3/ for "registered commenters", provide a way to "edit" your previous
comment - i.e., advise that your comment is always the last one you
submitted. I.E., whoever you are, you can only submit one comment,
which will be the last one you submit.
4/ In the thousands of pages of comments, somehow flag the ones that are
from registered commenters, visible to the people who read the
comments. Even better, provide those "information consumers" with ways
to sort, filter, and search through the body of comments.

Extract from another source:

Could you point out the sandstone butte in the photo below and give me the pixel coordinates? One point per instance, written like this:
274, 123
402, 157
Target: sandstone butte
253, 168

This may not reduce the deluge of comments, but I'd expect it to help
the lawyers and politicians keep their heads above the water.
Anonymity is an important issue for Net Neutrality too, but I'll opine
about that separately.....
Jack Haverty
On 10/2/23 12:38, David Bray, PhD via Nnagain wrote:
Greetings all and thank you Dave Taht for that very kind intro...
First, I'll open with I'm a gosh-darn non-partisan, which means I
swore an oath to uphold the Constitution first and serve the United
States - not a specific party, tribe, or ideology. This often means,
especially in today's era of 24/7 news and social media, non-partisans
have to "top cover".
Second, I'll share that in what happened in 2017 (which itself was 10x
what we saw in 2014) my biggest concern was and remains that a few
actors attempted to flood the system with less-than-authentic comments.
In some respects this is not new. The whole "notice and comment"
process is a legacy process that goes back decades. And the FCC (and
others) have had postcard floods of comments, mimeographed letters of
comments, faxed floods of comments, and now this - which, when
combined with generative AI, will be yet another flood.
Which gets me to my biggest concern as a non-partisan in 2023-2024,
namely how LLMs might misuse and abuse the commenting process further.
Both in 2014 and 2017, I asked FCC General Counsel if I could use
CAPTChA to try to reduce the volume of web scrapers or bots both
filing and pulling info from the Electronic Comment Filing System.
Both times I was told *no* out of concerns that they might prevent
someone from filing. I asked if I could block obvious spam, defined as
someone filing a comment >100 times a minute, and was similarly told
no because one of those possible comments might be genuine and/or it
could be an ex party filing en masse for others.
For 2017 we had to spin up 30x the number of AWS cloud instances to
handle the load - and this was a flood of comments at 4am, 5am, and
6am ET at night which normally shouldn’t see such volumes. When I said
there was a combination of actual humans wanting to leave comments and
others who were effectively denying service to others (especially
because if anyone wanted to do a batch upload of 100,000 comments or
more they could submit a CSV file or a comment with 100,000
signatories) - both parties said no, that couldn’t be happening.
Until 2021 when the NY Attorney General proved that was exactly what
was happening with 18m of the 23m apparently from non-authentic origin
with ~9m from one side of the political aisle (and six companies) and
~9m from the other side of the political aisle (and one or more
teenagers).
So with Net Neutrality back on the agenda - here’s a simple
prediction, even if the volume of comments is somehow controlled,
10,000+ pages of comments produced by ChatGPT or a different LLM is
both possible and probably will be done. The question is if someone
includes a legitimate legal argument on page 6,517 - will FCC’s
lawyers spot it and respond to it as part of the NPRM?
Hope this helps and with highest regards,
-d.
--
Principal, LeadDoAdapt Ventures, Inc. <https://www.leaddoadapt.com/> &
Distinguished Fellow
Henry S. Stimson Center <https://www.stimson.org/ppl/david-bray/>,
Business Executives for National Security
<https://bens.org/people/dr-david-bray/>
On Mon, Oct 2, 2023 at 2:15 PM Dave Taht via Nnagain
<[email protected]> wrote:
All:
I have spent the last several days reaching out to as many people I
know with a deep understanding of the policy and technical issues
surrounding the internet, to participate on this list. I encourage you
all to reach out on your own, especially to those that you can
constructively and civilly disagree with, and hopefully work with, to
establish technical steps forward. Quite a few have joined silently!
So far, 168 people have joined!
Please welcome Dr David Bray[1], a self-described "human flack jacket"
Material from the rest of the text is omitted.